In order to get the show filmed on the most expensive - and therefore best - type of film possible, Ball and Arnaz both took pay cuts so the production crew could afford it.
The series was so popular during it’s initial run that parts of American life would simply shut down while it aired. Telephone and water usage would dip dramatically for the program’s half-hour duration, and even department stores would shut their doors early due to lack of customers.
Lucille Ball and Desi Arnaz demanded the show be filmed on 35mm film, which is expensive, and in Hollywood instead of New York City. CBS wasn’t convinced but the couple settled their differences by getting ownership of the series. Desilu Productions, formed by them, made about $40 million from this move, which is a lot more now…try $256 million in today’s economy.

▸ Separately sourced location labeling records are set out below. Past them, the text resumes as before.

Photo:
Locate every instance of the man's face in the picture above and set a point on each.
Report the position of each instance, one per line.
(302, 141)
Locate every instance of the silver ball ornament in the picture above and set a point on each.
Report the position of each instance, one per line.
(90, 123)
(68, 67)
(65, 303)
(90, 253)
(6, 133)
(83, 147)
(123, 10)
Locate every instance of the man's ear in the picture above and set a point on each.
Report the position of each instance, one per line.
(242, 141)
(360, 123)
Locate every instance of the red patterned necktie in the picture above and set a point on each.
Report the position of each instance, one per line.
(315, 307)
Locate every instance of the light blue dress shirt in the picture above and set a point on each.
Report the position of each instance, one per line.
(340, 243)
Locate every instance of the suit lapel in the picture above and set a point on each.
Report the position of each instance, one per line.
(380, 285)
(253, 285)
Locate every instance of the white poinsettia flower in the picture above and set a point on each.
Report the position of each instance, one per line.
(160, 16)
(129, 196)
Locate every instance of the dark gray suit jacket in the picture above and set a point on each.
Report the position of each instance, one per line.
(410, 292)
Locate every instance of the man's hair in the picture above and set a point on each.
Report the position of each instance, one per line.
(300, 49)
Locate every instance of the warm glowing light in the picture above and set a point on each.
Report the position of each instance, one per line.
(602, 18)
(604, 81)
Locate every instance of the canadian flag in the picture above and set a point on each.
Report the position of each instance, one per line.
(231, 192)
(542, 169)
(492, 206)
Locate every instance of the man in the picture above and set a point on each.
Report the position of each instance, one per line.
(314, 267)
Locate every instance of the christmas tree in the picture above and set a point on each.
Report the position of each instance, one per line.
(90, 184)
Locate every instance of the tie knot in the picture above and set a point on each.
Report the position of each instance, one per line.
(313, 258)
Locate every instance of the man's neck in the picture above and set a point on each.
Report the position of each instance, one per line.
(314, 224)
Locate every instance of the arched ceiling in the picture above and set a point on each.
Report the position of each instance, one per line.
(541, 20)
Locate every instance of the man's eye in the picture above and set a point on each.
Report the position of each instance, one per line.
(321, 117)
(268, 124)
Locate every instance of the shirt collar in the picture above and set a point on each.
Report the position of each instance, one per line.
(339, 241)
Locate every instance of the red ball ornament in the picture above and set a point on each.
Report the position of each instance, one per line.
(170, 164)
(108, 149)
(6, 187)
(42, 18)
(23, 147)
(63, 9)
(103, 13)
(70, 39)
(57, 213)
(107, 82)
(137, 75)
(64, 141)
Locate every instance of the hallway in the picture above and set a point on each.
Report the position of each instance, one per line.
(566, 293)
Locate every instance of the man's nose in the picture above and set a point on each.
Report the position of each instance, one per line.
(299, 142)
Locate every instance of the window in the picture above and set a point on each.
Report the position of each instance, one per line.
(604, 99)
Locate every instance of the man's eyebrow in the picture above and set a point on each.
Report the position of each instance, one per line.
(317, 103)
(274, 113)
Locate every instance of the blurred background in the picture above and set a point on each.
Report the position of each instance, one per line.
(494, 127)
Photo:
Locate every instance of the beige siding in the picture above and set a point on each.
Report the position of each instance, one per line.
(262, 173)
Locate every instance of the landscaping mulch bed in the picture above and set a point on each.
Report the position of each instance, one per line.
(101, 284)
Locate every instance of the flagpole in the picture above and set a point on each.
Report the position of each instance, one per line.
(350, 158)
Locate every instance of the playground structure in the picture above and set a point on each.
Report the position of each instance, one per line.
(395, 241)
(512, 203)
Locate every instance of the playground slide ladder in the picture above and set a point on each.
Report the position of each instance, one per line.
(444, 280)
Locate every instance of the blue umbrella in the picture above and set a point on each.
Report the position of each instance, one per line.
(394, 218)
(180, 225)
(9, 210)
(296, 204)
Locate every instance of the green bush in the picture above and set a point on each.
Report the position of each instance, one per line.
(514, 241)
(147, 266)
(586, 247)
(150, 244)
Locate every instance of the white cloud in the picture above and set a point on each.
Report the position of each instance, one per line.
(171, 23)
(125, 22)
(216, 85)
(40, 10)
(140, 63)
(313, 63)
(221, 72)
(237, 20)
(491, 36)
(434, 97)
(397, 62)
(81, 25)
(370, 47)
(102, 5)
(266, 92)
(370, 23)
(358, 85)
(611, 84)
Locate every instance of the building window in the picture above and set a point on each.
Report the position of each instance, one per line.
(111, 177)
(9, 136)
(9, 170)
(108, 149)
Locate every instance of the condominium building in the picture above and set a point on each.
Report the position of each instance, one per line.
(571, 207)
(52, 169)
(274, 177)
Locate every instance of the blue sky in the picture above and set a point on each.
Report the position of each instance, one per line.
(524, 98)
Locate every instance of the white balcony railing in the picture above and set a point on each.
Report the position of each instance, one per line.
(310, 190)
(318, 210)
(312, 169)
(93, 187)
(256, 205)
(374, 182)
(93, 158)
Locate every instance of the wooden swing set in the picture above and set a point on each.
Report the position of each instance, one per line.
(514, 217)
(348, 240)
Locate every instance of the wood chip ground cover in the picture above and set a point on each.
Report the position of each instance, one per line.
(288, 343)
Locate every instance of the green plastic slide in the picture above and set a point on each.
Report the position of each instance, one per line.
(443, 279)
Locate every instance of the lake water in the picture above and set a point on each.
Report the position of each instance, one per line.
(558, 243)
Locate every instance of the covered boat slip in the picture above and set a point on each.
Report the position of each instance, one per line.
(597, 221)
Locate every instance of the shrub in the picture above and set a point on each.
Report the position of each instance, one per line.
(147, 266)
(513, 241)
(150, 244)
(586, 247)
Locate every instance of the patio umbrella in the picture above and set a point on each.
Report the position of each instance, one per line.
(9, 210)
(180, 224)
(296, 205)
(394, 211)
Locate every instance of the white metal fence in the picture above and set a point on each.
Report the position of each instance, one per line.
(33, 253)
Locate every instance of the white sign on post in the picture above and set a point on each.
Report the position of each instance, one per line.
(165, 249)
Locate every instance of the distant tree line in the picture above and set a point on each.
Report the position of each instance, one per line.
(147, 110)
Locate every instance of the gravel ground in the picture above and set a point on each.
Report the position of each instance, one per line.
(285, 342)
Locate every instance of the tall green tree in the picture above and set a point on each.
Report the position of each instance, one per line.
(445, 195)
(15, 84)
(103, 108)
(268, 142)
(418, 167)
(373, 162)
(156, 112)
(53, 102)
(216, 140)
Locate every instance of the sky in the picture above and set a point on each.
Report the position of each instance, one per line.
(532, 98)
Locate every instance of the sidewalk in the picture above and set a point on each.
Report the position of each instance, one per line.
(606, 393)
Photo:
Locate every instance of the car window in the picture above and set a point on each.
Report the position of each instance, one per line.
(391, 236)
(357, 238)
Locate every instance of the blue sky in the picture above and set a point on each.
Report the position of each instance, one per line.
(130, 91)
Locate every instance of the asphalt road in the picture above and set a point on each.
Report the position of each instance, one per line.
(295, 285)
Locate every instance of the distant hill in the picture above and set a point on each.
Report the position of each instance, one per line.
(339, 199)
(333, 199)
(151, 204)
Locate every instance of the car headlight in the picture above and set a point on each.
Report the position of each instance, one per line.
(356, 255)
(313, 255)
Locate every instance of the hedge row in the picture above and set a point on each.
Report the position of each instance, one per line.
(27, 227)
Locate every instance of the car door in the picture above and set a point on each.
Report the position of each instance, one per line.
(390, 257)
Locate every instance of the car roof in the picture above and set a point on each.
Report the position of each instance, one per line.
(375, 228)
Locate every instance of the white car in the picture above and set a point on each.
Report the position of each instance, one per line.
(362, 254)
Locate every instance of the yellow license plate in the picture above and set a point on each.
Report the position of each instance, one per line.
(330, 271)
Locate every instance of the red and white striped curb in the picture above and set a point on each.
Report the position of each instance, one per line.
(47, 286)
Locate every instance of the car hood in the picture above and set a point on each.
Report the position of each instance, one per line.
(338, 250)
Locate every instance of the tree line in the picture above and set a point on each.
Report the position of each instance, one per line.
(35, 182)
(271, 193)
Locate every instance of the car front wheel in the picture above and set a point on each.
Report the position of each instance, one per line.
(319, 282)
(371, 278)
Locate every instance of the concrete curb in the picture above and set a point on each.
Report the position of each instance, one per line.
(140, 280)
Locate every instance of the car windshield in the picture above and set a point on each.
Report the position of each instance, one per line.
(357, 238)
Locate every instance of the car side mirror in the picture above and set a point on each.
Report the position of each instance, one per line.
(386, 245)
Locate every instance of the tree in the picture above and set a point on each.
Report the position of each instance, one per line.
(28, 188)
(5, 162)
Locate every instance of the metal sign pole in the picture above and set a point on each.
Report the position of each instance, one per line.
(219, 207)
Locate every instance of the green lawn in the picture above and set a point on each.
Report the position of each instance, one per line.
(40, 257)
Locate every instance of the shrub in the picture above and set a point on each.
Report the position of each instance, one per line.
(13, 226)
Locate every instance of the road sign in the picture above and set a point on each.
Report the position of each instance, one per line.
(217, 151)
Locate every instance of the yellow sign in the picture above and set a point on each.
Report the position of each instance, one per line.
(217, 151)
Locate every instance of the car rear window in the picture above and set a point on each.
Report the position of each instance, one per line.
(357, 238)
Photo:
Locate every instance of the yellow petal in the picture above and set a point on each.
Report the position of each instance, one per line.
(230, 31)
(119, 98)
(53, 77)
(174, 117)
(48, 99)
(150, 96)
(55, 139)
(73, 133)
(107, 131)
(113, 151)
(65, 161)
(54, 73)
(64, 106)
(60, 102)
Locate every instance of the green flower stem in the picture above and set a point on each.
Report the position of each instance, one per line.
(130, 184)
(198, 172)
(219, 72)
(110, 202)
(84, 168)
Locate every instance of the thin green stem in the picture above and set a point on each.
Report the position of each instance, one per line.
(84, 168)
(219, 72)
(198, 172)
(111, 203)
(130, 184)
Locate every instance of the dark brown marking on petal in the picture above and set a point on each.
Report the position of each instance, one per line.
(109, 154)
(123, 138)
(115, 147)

The episode of Lucy giving birth to “Little Ricky” was viewed by over 70 percent of all U.S. households and had higher ratings than the inauguration of President Dwight D. Eisenhower. Ironically, the storyline coincided with Lucy’s reali-life pregnancy of Desi Arnaz, Jr.
Lucille Ball initially did not want to make the jump from film to television. But then, she had a dream featuring Carole Lombard — a comedic actress and deceased friend — who convinced Ball to “take a chance” with the TV gig. Ball listened to her friend in the dream, and it obviously worked out.